Until then you're just complaining about a product you refuse to stop using.

------
FuzzyDunlop
The worst thing about Facebook is that you probably have contacts that don't
appreciate the severity of a lot of Facebook's moves. So you keep the account
because the communication is nicely convenient.

Thus you continue to use it, given several alternatives, as the best of a bad
bunch (because no-one uses the others).

This never bodes well.

------
richardw
Is there a way to remove any mail aspect of FB? I looked at this "Other"
folder today for the first time, and the only two mails in there were replies
to spam messages I'm supposed to have sent. I see zero benefit in having a
Facebook email address. I want to give it back.

------
zeruch
The user "confusion" was caused by Facebook's actions, and the blowback is the
only non-confused element; people don't like having things like that altered
out from under them.
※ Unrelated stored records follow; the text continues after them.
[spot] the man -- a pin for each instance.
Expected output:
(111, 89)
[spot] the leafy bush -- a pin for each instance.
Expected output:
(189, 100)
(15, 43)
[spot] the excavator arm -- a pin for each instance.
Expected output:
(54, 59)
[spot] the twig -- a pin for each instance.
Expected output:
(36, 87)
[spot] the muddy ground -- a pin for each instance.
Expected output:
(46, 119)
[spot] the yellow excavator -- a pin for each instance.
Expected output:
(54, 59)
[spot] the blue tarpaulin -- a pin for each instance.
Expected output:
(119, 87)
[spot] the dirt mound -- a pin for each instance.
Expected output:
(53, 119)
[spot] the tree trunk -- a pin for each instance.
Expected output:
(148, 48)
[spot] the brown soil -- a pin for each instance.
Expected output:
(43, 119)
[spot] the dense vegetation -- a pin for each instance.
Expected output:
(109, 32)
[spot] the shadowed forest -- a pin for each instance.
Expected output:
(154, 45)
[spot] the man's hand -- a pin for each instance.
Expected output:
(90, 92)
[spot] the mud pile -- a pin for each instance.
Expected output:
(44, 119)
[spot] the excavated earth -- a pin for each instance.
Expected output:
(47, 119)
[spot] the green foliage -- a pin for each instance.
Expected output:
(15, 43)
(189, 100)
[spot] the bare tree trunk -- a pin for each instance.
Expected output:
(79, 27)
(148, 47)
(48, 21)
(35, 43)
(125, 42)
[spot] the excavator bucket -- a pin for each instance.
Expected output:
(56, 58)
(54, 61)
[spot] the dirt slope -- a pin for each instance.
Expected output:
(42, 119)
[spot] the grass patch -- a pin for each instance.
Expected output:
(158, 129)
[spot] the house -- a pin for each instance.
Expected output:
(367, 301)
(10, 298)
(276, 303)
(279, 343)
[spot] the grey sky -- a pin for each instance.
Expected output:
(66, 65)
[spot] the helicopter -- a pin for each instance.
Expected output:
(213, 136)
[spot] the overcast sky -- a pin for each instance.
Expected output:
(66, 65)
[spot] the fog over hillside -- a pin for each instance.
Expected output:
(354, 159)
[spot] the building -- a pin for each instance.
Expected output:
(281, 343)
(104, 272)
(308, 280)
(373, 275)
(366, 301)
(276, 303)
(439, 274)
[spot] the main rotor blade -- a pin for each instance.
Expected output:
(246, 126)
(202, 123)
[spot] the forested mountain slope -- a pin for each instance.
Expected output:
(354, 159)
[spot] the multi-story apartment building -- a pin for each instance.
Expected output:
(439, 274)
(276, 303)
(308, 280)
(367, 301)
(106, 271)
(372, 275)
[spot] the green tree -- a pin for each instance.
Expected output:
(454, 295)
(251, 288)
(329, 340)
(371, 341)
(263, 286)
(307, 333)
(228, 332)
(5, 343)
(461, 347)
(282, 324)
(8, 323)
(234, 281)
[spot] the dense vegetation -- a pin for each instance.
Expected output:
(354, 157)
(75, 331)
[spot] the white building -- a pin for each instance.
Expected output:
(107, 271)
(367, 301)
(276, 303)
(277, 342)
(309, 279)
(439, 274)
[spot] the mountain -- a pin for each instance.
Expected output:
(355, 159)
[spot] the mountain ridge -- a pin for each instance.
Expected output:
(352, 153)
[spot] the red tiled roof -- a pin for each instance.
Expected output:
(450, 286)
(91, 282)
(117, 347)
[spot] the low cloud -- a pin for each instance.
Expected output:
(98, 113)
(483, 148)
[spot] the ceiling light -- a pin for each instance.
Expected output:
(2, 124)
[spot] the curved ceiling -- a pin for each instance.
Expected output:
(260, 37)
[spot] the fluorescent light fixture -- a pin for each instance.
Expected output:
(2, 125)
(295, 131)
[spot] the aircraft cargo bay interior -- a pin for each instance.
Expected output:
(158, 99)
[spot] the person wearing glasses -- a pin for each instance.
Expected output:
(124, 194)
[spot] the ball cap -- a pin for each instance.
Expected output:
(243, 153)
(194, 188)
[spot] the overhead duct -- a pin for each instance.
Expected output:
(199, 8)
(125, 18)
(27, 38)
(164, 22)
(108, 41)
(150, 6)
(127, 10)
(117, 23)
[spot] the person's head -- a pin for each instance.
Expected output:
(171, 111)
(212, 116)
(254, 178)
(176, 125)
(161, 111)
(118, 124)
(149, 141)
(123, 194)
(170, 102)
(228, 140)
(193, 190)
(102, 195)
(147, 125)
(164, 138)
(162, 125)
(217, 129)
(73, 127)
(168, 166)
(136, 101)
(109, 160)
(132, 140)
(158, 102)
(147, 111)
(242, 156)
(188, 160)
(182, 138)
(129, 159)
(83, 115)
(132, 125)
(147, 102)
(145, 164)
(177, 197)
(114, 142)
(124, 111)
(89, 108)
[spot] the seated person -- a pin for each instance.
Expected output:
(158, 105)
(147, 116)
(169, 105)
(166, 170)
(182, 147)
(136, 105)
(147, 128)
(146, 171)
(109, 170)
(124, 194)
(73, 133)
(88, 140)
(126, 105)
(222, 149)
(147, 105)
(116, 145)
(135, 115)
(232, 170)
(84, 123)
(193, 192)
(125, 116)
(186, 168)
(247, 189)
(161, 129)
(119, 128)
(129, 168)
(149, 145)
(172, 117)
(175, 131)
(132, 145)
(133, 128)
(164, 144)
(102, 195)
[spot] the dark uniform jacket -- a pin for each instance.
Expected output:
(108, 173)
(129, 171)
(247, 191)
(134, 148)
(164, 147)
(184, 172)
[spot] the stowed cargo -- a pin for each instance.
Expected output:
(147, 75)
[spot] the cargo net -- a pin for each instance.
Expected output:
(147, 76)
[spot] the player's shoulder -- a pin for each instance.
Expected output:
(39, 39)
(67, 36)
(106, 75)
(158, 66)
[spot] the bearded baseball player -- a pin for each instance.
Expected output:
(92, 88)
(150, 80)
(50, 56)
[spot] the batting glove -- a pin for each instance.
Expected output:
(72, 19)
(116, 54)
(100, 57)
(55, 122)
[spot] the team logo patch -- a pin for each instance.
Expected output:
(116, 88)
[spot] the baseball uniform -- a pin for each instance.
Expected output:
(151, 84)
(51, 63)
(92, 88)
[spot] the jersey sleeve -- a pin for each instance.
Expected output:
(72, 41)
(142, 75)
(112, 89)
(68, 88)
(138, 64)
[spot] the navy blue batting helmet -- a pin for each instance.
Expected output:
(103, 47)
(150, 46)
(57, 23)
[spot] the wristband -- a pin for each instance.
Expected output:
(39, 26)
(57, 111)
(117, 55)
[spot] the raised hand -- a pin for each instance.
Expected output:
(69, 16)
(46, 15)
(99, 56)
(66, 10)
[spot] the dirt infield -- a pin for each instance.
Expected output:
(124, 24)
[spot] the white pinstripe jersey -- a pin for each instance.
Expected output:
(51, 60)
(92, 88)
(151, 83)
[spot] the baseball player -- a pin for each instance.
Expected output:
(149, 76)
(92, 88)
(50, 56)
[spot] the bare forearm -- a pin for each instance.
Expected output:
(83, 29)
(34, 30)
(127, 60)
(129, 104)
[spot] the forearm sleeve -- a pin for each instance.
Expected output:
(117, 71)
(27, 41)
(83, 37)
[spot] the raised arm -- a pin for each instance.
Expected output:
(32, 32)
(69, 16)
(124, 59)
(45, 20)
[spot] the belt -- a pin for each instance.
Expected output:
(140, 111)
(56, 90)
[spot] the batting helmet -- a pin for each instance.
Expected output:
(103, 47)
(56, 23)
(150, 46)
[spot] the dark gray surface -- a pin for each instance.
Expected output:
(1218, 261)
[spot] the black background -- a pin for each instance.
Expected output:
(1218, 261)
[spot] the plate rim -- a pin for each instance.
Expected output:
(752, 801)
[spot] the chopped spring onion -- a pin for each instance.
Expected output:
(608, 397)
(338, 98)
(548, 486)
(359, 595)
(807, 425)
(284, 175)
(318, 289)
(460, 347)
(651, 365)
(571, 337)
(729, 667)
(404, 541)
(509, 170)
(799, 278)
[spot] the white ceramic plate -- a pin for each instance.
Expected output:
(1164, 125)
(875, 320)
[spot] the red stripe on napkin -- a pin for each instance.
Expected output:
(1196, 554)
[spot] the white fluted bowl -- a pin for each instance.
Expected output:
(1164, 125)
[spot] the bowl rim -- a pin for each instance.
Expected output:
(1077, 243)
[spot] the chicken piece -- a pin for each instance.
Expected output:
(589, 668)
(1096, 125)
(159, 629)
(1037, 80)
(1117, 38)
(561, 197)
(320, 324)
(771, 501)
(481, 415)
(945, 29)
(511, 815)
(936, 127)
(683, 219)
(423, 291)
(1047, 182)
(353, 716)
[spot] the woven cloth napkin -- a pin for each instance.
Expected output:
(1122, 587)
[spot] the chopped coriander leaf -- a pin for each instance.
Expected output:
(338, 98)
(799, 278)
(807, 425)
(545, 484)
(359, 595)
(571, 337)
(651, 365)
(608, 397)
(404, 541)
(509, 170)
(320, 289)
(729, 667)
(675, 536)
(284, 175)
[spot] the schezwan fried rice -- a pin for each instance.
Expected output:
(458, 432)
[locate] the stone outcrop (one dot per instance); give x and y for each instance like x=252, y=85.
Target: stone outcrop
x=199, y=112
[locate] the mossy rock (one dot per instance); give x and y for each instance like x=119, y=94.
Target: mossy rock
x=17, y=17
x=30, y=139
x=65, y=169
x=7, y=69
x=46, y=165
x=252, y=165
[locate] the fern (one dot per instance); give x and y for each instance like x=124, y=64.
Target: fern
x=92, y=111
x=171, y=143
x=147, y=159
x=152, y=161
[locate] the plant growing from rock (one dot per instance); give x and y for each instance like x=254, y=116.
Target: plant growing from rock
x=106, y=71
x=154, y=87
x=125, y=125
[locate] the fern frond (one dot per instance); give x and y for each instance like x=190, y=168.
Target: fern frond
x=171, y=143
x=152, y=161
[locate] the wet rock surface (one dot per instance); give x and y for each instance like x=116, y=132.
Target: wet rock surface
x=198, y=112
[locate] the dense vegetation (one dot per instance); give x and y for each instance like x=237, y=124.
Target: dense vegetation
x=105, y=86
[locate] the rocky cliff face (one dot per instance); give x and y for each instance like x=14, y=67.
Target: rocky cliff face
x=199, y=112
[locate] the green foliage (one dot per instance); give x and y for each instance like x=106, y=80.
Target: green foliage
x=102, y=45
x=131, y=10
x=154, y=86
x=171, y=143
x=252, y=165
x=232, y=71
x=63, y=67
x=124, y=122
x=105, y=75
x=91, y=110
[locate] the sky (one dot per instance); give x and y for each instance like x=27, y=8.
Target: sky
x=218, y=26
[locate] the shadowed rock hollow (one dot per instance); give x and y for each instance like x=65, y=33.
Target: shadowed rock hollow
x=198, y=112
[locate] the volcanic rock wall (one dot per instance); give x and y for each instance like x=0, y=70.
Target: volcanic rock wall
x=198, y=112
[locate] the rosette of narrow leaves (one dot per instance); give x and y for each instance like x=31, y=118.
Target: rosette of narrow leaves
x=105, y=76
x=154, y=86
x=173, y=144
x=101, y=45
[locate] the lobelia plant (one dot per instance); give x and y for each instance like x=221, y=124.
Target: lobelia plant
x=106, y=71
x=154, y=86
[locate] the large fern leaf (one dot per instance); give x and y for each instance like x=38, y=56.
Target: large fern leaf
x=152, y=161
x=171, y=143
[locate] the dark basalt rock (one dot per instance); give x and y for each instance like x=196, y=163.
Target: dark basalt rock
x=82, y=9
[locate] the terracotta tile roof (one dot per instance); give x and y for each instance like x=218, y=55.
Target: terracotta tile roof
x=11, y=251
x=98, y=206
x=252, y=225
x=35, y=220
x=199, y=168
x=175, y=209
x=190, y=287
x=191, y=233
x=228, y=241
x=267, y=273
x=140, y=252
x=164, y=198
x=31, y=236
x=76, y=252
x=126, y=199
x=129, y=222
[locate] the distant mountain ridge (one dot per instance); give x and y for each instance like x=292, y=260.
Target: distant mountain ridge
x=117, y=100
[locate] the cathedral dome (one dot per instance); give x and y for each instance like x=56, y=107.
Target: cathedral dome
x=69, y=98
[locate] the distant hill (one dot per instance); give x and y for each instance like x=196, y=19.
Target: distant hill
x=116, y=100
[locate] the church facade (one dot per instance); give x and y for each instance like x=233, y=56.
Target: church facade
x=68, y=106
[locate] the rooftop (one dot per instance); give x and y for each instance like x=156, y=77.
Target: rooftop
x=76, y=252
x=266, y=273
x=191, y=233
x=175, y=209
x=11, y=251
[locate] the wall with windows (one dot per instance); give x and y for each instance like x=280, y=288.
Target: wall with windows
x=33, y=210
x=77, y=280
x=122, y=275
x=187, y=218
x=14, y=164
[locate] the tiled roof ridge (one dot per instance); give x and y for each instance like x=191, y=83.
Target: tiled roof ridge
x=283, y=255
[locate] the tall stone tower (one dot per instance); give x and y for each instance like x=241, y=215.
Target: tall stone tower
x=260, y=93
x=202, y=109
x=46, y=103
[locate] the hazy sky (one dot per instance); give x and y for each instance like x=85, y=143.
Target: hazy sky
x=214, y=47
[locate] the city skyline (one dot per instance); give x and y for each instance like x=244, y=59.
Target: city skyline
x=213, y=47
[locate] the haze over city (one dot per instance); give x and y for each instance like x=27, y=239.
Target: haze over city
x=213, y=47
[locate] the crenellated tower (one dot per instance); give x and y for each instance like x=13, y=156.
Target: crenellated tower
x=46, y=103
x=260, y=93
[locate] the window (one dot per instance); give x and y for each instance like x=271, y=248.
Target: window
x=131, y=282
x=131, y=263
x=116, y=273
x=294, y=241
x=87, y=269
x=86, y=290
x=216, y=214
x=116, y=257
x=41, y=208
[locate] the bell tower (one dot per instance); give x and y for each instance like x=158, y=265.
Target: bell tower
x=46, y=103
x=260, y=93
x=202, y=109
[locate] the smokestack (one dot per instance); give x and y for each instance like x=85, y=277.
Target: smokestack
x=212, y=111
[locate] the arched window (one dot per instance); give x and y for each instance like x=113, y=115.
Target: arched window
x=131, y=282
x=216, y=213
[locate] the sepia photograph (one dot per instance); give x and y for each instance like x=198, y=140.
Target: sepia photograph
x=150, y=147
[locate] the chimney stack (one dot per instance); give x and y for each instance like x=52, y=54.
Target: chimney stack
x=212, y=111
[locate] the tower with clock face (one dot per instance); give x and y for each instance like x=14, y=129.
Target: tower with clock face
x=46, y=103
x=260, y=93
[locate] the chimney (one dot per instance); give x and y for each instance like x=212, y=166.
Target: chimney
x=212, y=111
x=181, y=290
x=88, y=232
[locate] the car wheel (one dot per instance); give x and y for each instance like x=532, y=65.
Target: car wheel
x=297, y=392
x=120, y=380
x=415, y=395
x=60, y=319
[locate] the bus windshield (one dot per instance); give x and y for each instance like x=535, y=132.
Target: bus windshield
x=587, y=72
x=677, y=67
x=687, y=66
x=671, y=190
It makes them "confused, or angry or litigious.

------
j_s
Not anymore.

Facebook's e-mail debacle: One 'bug' fix, but rollback impossible

<http://news.ycombinator.com/item?id=4192133>

------
drivebyacct2
I was going to shrug at this until I looked and saw messages from individuals
personally reaching out to me including from a startup incubator.

That was a slap in the face. Thanks for absolutely nothing Facebook.

------
aginn
Skynet is here